新型コロナウイルスの感染拡大による一斉休校からもうすぐ1年、また東日本大震災から10年が経とうとしています。そこで共に問われてきた(いる)のは、そもそも学校とは、教育とは何かということです。
特集1は、今回のコロナ禍で問われた学校の役割、教育の役割を問うとともに、そのことを通して見えてきた課題や子どもたちと向き合い取り組まれた教育実践などを語ります。
特集2は、教科研委員長経験者である田中孝彦さん、佐貫浩さん、そして現委員長の佐藤広美さんの3人が、戦後教育の事実と実践に寄りながら、その中で教科研における教育学研究は何を問い探求してきたのか、ご自身の研究の歩みも交えて論じます。
今回は、これらの特集から私たちの今を問いなおしたいと思います。

前回の
様子

『教育』を読む会1月例会

2021年1月23日(土)10:00から、新たに大学院生1名を迎え、大学・教職員、センター関係者あわせて9名が参加しました。

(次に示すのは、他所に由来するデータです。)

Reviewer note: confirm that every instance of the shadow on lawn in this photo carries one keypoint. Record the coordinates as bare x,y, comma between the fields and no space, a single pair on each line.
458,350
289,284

今回は、『教育』2021年1月号の第1特集「だれのための高校改革か?」のなかから、本田伊克論文「切り崩される高校教育の基盤」(pp.6-12)と、篠原岳司論文「ローカルな課題と共にある奥尻高校の教育課程」(pp.36-43)を中心に読み、話し合いを行いました。
文部科学省が高校教育改革において想定している社会像と、たとえば、AI技術に代替されない人間の強み、「現実世界を理解し意味づけできる感性や倫理観・・・、ジレンマや想定外の事態と向き合い調整する力、責任をもって使命を遂行する力」(7頁)などをそもそも高校教育までに保障できるのか、こうした力を学校にいる間で効率的に育て、評価することなどできるのだろうかという意見がありました。

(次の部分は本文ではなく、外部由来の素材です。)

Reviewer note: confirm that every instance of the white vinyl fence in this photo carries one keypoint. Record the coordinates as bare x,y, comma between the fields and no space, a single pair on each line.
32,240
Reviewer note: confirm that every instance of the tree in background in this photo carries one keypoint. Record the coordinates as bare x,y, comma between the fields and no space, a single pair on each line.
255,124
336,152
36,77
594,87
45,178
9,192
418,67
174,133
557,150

そもそも、国がこれからの社会が予測可能であり、それに対応できるようにするような道筋を、カリキュラムとして計画しきれるものなのかという意見もありました。やはり、「教育的発想なき高校教育改革のススメ」なのかな・・・と思います。
また、大学入試改革の動向と現在の顛末をみると、入試を抜本的に変えることで、高校教育と大学教育をも改革することがほんとうに可能なのか、そもそもこの社会で支配的な位置を占める人たちは本気でそういうことを考えているのかという論点も出ました。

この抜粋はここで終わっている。